The foreign policy of a sovereign state cannot and must not be dictated by the interests of an aggrieved diaspora. The Norwegian government is obliged to be guided solely by national interests, the safety of its own citizens, and the complex balance of global international relations. Trying to drag Norway into a personal geopolitical vendetta under the cover of grand slogans about democracy is cheap populism. Dissidents have every right to their opinion, but they are deeply mistaken if they believe that their refugee status gives them a mandate to manage the foreign ministry of a European country.
Allegations that Norwegian society treats the diaspora with "sarcasm and suspicion" are an outright lie and a manipulation of the topic of racism. Norway gave these people everything: from free higher education to the highest positions in the Storting. If a segment of migrants has still not learned to distinguish diplomatic protocol from support for a regime, the problem lies in their own perception, not in the "instincts" of Norwegians. One cannot endlessly parasitize on the status of a victim while simultaneously demanding treatment as a privileged political class.
The time has come to state clearly that the rules of integration are the same for everyone, regardless of the country of origin or past achievements back home. No migrant group has a monopoly on suffering, and none can demand more rights than native citizens or other refugees possess. Norway has fulfilled its humanitarian duty by providing asylum and equal starting opportunities. Further attempts to dictate terms, lecture Norwegian politicians, and arrogantly criticize state institutions must be met with a firm and uncompromising pushback from society.
The Limits of Special Status in Integration Matters
No monopoly on suffering exists: The Norwegian-Iranian diaspora is far from the only group that has fled harsh authoritarian regimes. Many other refugees have escaped equally brutal conditions but do not demand exclusive treatment.
The danger of a "victim contest" among migrants: Attempts to rank past traumas and demand special political weight based on the country of origin only divide society. There are migrant groups in much more difficult situations with fewer resources who demand nothing.

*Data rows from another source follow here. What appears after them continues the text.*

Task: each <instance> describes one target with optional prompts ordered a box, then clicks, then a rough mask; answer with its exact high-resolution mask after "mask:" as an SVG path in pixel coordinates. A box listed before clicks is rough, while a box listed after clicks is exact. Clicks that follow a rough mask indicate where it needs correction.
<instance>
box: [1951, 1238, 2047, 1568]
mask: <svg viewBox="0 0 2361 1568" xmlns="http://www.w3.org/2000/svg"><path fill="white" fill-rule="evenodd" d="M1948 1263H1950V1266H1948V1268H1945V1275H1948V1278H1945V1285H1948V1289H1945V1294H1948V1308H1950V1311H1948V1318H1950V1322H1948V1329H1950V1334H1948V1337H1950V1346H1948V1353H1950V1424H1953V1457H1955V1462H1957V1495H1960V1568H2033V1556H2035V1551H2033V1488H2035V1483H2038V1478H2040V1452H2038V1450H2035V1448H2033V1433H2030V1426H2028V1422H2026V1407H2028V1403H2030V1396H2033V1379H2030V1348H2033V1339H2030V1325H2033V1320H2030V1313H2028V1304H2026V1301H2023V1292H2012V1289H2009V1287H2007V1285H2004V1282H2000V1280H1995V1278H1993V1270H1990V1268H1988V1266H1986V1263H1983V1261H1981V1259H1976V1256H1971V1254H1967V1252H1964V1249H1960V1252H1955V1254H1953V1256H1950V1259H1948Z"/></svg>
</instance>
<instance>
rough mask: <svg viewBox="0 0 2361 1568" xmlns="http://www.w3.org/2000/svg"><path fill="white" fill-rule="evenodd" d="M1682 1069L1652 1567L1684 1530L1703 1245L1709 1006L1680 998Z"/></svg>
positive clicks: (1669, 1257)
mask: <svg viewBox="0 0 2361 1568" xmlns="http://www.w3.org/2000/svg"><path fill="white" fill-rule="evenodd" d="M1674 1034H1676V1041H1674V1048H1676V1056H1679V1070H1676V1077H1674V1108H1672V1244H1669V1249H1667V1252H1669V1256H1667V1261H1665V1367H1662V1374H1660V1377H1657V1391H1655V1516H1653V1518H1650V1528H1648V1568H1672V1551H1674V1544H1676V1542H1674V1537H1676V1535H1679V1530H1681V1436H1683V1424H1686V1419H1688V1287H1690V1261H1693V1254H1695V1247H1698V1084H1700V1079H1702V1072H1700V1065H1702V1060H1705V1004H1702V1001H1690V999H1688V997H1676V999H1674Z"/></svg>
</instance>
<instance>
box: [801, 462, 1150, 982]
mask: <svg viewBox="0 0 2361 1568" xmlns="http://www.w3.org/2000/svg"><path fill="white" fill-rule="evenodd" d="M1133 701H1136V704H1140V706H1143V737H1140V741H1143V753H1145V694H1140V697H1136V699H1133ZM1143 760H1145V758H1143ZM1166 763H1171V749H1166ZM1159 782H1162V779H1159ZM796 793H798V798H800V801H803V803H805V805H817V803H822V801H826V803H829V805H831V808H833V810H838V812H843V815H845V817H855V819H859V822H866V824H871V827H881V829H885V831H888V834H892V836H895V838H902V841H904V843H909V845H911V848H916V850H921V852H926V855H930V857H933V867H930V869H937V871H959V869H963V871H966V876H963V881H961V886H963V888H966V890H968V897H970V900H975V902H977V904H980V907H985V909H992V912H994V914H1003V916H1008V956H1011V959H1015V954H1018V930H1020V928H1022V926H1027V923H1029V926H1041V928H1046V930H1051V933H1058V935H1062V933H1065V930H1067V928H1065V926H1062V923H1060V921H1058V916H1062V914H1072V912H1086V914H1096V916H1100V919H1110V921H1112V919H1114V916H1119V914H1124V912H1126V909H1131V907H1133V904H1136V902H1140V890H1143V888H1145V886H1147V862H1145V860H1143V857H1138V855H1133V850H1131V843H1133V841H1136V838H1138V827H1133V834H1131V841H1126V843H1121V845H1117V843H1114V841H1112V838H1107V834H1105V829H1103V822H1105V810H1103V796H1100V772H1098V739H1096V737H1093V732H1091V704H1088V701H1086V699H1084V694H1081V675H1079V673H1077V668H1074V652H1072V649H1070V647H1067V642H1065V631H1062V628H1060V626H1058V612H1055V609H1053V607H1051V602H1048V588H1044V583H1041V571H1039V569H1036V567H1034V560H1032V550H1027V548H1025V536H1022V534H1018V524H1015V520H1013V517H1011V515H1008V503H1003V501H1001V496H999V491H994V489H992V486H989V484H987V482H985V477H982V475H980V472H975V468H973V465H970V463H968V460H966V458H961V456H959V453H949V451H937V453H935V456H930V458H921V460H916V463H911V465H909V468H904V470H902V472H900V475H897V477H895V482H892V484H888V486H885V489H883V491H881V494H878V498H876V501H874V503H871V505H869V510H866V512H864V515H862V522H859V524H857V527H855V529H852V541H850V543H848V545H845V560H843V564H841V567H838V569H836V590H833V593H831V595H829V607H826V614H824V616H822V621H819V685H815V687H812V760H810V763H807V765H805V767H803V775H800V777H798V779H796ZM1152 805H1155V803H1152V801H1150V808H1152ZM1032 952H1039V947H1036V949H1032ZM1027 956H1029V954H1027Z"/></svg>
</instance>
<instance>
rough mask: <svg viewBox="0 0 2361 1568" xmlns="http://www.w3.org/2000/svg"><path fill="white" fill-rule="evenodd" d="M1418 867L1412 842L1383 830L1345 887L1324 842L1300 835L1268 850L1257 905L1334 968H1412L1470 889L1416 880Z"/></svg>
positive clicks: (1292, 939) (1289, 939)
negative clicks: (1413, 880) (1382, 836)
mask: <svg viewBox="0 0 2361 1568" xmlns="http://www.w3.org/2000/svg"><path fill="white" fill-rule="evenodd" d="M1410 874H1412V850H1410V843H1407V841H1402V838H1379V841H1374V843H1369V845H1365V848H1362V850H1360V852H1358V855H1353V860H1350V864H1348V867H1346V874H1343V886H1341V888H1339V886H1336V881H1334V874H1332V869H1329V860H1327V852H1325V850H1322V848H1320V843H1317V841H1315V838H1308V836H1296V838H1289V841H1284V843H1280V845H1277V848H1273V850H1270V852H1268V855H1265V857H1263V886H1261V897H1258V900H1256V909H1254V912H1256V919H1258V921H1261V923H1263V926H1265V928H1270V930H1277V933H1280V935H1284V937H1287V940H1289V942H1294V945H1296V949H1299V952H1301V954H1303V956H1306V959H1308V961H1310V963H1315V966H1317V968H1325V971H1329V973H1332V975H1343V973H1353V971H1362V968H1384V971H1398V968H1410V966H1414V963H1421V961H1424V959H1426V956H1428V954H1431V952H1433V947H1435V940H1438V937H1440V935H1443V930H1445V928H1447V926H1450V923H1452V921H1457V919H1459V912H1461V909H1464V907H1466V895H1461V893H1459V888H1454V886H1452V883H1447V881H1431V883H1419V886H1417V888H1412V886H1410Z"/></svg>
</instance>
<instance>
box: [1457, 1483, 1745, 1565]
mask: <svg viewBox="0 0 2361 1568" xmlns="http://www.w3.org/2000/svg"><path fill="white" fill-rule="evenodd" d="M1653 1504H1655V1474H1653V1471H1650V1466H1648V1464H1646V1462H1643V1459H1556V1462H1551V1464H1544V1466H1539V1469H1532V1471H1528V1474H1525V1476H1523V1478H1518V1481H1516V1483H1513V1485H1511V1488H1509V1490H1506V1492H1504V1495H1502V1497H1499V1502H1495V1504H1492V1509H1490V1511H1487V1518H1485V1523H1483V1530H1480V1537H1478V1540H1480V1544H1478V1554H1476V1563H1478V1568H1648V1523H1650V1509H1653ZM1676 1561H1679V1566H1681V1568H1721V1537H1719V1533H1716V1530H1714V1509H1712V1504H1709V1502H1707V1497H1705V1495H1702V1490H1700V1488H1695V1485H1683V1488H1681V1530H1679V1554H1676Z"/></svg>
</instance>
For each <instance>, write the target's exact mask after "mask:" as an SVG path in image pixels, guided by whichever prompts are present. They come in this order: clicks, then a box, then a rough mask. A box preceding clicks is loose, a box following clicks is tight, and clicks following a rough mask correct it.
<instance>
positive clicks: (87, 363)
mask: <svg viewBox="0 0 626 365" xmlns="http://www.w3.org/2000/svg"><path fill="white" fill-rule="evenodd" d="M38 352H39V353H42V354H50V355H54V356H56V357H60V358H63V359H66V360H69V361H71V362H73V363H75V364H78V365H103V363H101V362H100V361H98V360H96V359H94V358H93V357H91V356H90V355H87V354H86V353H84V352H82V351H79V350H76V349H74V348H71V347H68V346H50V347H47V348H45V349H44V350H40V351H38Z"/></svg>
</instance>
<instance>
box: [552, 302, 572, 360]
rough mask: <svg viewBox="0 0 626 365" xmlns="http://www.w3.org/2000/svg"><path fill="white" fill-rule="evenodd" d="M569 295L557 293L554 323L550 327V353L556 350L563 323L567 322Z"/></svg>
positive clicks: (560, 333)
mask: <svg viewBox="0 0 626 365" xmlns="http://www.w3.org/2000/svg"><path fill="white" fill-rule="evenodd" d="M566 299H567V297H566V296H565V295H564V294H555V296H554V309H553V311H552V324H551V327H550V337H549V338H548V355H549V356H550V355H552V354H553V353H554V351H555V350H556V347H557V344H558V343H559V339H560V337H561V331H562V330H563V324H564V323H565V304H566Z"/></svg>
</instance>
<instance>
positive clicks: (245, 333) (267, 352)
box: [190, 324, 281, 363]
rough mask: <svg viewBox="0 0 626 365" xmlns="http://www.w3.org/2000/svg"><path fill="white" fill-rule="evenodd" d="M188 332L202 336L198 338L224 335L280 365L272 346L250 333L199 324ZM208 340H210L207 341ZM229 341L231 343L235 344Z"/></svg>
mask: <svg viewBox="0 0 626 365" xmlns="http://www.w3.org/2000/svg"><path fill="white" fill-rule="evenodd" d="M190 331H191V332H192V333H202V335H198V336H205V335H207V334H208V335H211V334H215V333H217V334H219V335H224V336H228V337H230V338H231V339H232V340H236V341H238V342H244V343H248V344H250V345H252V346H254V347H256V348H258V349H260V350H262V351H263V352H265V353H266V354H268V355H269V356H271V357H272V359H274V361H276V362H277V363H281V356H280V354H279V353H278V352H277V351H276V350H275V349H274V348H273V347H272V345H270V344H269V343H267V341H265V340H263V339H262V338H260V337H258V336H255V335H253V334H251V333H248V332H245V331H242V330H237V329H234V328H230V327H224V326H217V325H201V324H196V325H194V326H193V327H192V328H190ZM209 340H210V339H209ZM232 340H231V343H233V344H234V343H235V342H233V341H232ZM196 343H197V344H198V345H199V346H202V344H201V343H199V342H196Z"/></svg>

Norway has already provided maximum opportunities: Norwegian society has provided refugees with safety, free education, social guarantees, and full democratic rights. Accusations against the host country of "insufficient respect" appear groundless.
The sovereignty of Norwegian foreign policy: Norway's state authorities are obliged to balance diplomatic interests with national security. Individual diaspora groups cannot dictate to a sovereign state how to conduct its foreign policy.
A demand for integration, not grievances: Such public reproaches from a successful segment of the diaspora are often perceived as a lack of basic gratitude toward the country that saved them and provided all the conditions for self-realization.